Die Tänzer tun alles, um ihr Publikum mitzunehmen, allen voran Elisa Badenes als Clara. Mit Matteo Miccini als Fritz gibt sie ein unbeschwertes, neugieriges Geschwisterpaar ab, um dann in unerschütterlicher Treue dem Nussknacker zu folgen. Dass in diesem ein lebendiges Herz schlägt, lässt Friedemann Vogel von Beginn an durch groteske, schön getanzte Puppenmechanik durchscheinen. Jason Reilly hält als Pate Drosselmeier spannend die Balance zwischen Gut und Böse. Die Gruppe der Waldfeen bringt Naturmotive und Spitzentanz zusammen. Und die Schar der wuselnden Cranko-Schul-Kinder, ob als Mäuschen, Käfer oder Drache, holt auch die Kleinsten ab.

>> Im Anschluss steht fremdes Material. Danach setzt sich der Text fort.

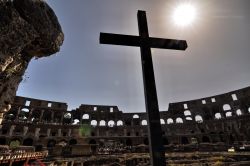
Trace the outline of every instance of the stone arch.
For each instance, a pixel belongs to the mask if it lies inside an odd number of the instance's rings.
[[[65,119],[71,119],[71,113],[65,113],[64,115],[63,115],[63,118],[65,118]]]
[[[79,120],[79,119],[74,119],[73,125],[77,125],[77,124],[79,124],[79,123],[80,123],[80,120]]]
[[[209,143],[210,142],[210,138],[208,136],[203,136],[202,137],[202,142]]]
[[[196,121],[197,123],[202,123],[202,122],[203,122],[202,116],[196,115],[196,116],[195,116],[195,121]]]
[[[141,125],[142,125],[142,126],[146,126],[146,125],[148,125],[147,120],[145,120],[145,119],[144,119],[144,120],[142,120],[142,121],[141,121]]]
[[[90,145],[95,145],[96,144],[96,140],[94,140],[94,139],[89,140],[89,144]]]
[[[115,126],[115,121],[110,120],[110,121],[108,122],[108,126],[109,126],[109,127],[114,127],[114,126]]]
[[[48,143],[47,143],[47,147],[48,147],[48,148],[55,147],[55,145],[56,145],[56,140],[54,140],[54,139],[50,139],[50,140],[48,141]]]
[[[229,104],[224,104],[223,105],[223,110],[224,111],[229,111],[229,110],[231,110],[231,106]]]
[[[96,120],[91,120],[90,125],[91,126],[97,126],[97,121]]]
[[[187,137],[181,137],[181,144],[189,144],[188,138]]]
[[[23,140],[24,146],[33,146],[33,139],[32,138],[26,138]]]
[[[183,120],[182,120],[182,118],[179,117],[179,118],[176,118],[175,122],[176,123],[183,123]]]
[[[77,144],[77,140],[76,139],[71,139],[69,140],[69,145],[76,145]]]
[[[132,140],[130,138],[126,139],[126,146],[132,146]]]
[[[226,112],[226,117],[231,117],[232,116],[232,112]]]
[[[105,120],[101,120],[101,121],[99,122],[99,126],[106,126]]]
[[[214,115],[215,119],[221,119],[221,113],[217,112],[215,115]]]
[[[238,116],[240,116],[240,115],[242,115],[242,111],[241,111],[240,109],[237,109],[237,110],[236,110],[236,114],[237,114]]]
[[[117,126],[123,126],[123,121],[118,120],[118,121],[116,122],[116,125],[117,125]]]
[[[82,119],[85,119],[85,120],[89,119],[89,114],[83,114]]]
[[[160,123],[161,124],[165,124],[165,120],[164,119],[160,119]]]
[[[144,138],[144,139],[143,139],[143,144],[144,144],[144,145],[148,145],[148,144],[149,144],[148,138]]]
[[[185,116],[191,116],[191,112],[189,110],[184,111]]]
[[[168,118],[167,124],[171,124],[171,123],[174,123],[174,120],[172,118]]]
[[[140,118],[139,115],[137,115],[137,114],[133,115],[133,119],[138,119],[138,118]]]

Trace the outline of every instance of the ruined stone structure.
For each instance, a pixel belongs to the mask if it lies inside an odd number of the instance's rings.
[[[43,0],[0,0],[0,124],[30,60],[58,52],[63,39]]]
[[[199,145],[200,151],[226,150],[233,145],[248,144],[249,118],[250,87],[170,103],[169,110],[161,112],[163,141],[166,150],[174,145],[184,148]],[[62,143],[147,145],[146,114],[124,113],[117,106],[85,104],[68,111],[66,103],[16,97],[5,114],[0,144],[10,144],[13,140],[48,149]]]

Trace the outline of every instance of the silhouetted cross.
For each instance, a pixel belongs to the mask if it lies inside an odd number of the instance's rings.
[[[158,107],[151,48],[185,50],[185,40],[149,37],[145,11],[137,13],[139,36],[100,33],[101,44],[137,46],[141,49],[144,95],[148,115],[149,146],[151,165],[165,166],[165,151],[162,141],[160,113]]]

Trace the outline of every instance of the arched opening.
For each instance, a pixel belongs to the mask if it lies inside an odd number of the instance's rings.
[[[77,140],[76,139],[69,140],[69,145],[76,145],[76,144],[77,144]]]
[[[132,140],[131,139],[126,139],[126,146],[132,146]]]
[[[26,138],[25,140],[23,140],[23,145],[24,146],[33,146],[33,139]]]
[[[187,137],[181,137],[181,144],[189,144],[188,138]]]
[[[99,126],[106,126],[105,120],[101,120],[100,123],[99,123]]]
[[[237,110],[236,110],[236,114],[237,114],[238,116],[240,116],[240,115],[242,115],[242,111],[241,111],[240,109],[237,109]]]
[[[143,143],[144,143],[144,145],[148,145],[148,138],[144,138]]]
[[[167,138],[163,138],[163,145],[169,145],[168,139]]]
[[[114,127],[114,126],[115,126],[115,122],[114,122],[113,120],[110,120],[110,121],[108,122],[108,126],[109,126],[109,127]]]
[[[91,126],[97,126],[97,121],[96,120],[91,120],[90,125]]]
[[[6,138],[0,138],[0,145],[6,144]]]
[[[176,123],[183,123],[182,118],[176,118]]]
[[[68,143],[67,143],[67,141],[66,141],[65,139],[63,139],[63,140],[59,141],[57,144],[64,147],[64,146],[66,146]]]
[[[165,120],[164,119],[161,119],[160,122],[161,122],[161,124],[165,124]]]
[[[185,116],[191,116],[191,112],[189,110],[184,111]]]
[[[95,145],[95,144],[96,144],[96,140],[91,139],[91,140],[89,141],[89,144],[90,144],[90,145]]]
[[[137,114],[133,115],[133,119],[138,119],[138,118],[139,118],[139,115],[137,115]]]
[[[216,113],[214,116],[215,116],[215,119],[221,119],[221,113]]]
[[[73,125],[78,125],[80,123],[79,119],[74,119]]]
[[[230,116],[232,116],[232,112],[227,112],[226,117],[230,117]]]
[[[173,120],[173,119],[171,119],[171,118],[168,118],[168,120],[167,120],[167,124],[172,124],[172,123],[174,123],[174,120]]]
[[[209,143],[209,142],[210,142],[209,137],[203,136],[203,137],[202,137],[202,142],[204,142],[204,143]]]
[[[49,140],[48,143],[47,143],[48,148],[55,147],[55,145],[56,145],[56,141],[53,140],[53,139]]]
[[[148,125],[147,120],[142,120],[142,121],[141,121],[141,125],[142,125],[142,126],[146,126],[146,125]]]
[[[195,116],[195,121],[196,121],[197,123],[202,123],[202,122],[203,122],[203,119],[202,119],[202,117],[201,117],[200,115],[196,115],[196,116]]]
[[[116,123],[117,126],[123,126],[123,121],[121,120],[118,120],[117,123]]]
[[[21,141],[18,138],[14,138],[10,141],[10,148],[16,148],[21,145]]]
[[[82,119],[89,119],[89,114],[84,114],[84,115],[82,116]]]
[[[223,110],[224,111],[229,111],[229,110],[231,110],[231,106],[229,104],[224,104],[223,105]]]

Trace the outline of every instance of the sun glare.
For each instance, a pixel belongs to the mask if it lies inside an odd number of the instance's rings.
[[[193,5],[180,4],[174,10],[173,21],[178,26],[188,26],[192,24],[196,17],[196,9]]]

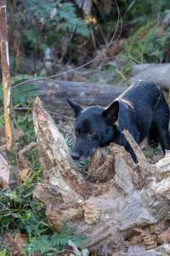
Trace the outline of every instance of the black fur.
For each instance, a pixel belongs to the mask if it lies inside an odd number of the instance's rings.
[[[129,131],[137,143],[145,137],[159,142],[163,151],[170,149],[169,108],[161,90],[151,82],[139,81],[106,108],[93,106],[83,109],[68,100],[76,116],[76,144],[72,158],[93,154],[95,148],[114,142],[125,147],[133,160],[136,155],[122,134]]]

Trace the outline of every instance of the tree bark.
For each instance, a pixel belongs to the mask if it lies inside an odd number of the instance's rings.
[[[9,71],[9,55],[8,40],[8,24],[6,1],[0,1],[0,50],[3,84],[3,104],[5,116],[6,147],[10,150],[13,145],[12,131],[12,102],[11,102],[11,81]]]
[[[78,83],[72,81],[52,80],[51,82],[39,81],[38,86],[41,99],[49,110],[55,111],[60,114],[71,114],[72,111],[65,98],[82,104],[90,105],[109,105],[116,97],[122,94],[126,87],[119,87],[95,83]]]
[[[123,147],[113,143],[96,151],[90,166],[94,173],[85,177],[38,98],[33,113],[44,166],[43,180],[34,195],[46,206],[46,214],[54,227],[60,229],[65,223],[76,227],[76,233],[87,238],[82,247],[100,250],[98,255],[104,246],[108,255],[169,255],[167,236],[161,235],[170,221],[170,153],[151,165],[124,131],[139,163],[133,161]],[[102,178],[101,169],[107,173]]]

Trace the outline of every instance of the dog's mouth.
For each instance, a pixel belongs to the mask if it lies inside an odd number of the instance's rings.
[[[95,148],[92,148],[91,150],[88,152],[82,152],[82,151],[72,151],[71,157],[75,160],[84,160],[89,156],[92,156],[95,153]]]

Rose erzählt mit Räumen und Requisiten

Rose ist ein Meister darin, mit Räumen und Requisiten Geschichten voranzubringen. Spielsachen, die ein fliegender Händler gleich in der ersten Szene präsentiert, macht er zum roten Faden dieses „Nussknackers“.

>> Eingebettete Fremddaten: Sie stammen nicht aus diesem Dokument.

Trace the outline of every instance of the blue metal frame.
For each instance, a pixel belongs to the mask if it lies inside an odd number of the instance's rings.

Die enge Welt der Stahlbaums begrenzen hohe Wände, eine finstere Jagdtrophäe an der Wand kündet von der Freiheit draußen. Und der Hirschkopf lässt keinen Zweifel daran, dass er sie mal selbst erlebt hat. Ein Hinweis im Programmheft, dass keine Tiere zu Schaden kamen, würde kleine Tierschützer und ihre Eltern beruhigen. Dass sich dafür Bastelanleitungen und Spiele finden, zeigt, wie nah ran das Stuttgarter Ballett an sein junges Publikum will. Zudem wird besänftigt, wer Sorge hat, dass zu viele Mittel in Roses üppiges Kostümspektakel flossen: Patenschaften ermöglichten 36 der 160 Outfits.

Standing Ovations für Jürgen Rose und für alle anderen ein langer Applaus, der einen weiteren halben Akt füllt, zeigen Tamas Detrich, dass seine Rechnung aufgeht: Der Intendant wollte nach dem Erfolg von „Mayerling“ unbedingt Rose ein zweites Mal zurückholen. Trotzdem hätte man gern gesehen, wie ein „Nussknacker“ heute aussehen könnte und was einem Choreografen wie Edward Clug zum Beispiel im Dialog mit der Bühnenbildnerin Katharina Schlipf eingefallen wäre. So viel Mut muss sein, will man vorankommen.

Info

Termine
Die nächste Vorstellung von „Nussknacker“ gibt es an diesem Dienstag um 19 Uhr im Opernhaus. Bis zum 18. Dezember folgen elf bereits ausverkaufte Vorstellungen; eventuell gibt es Restkarten an der Tageskasse. Über Weihnachten kann das Ballett wegen einer neuen Verordnung, die Auftritte von Schülern in den Ferien untersagt, nicht gespielt werden. Neben dem Nachwuchs aus der Cranko-Schule sind zwei Kinderchöre an der Aufführung beteiligt.

Stück
Für Stuttgart ist der Beitrag von Edward Clug und Jürgen Rose bereits das dritte „Nussknacker“-Kapitel. John Cranko machte den Anfang und interpretierte Petipas 1892 uraufgeführten Klassiker 1966 neu. Das Ballett, zuletzt 1968 aufgeführt, wurde nicht aufgezeichnet und ging bis auf wenige Ausschnitte verloren. Crankos Solist Heinz Clauss hatte, als er Direktor der Schule war, einen Pas de huit rekonstruiert. Marco Goecke choreografierte 2006 eine düstere Version des Klassikers im Kammertheater.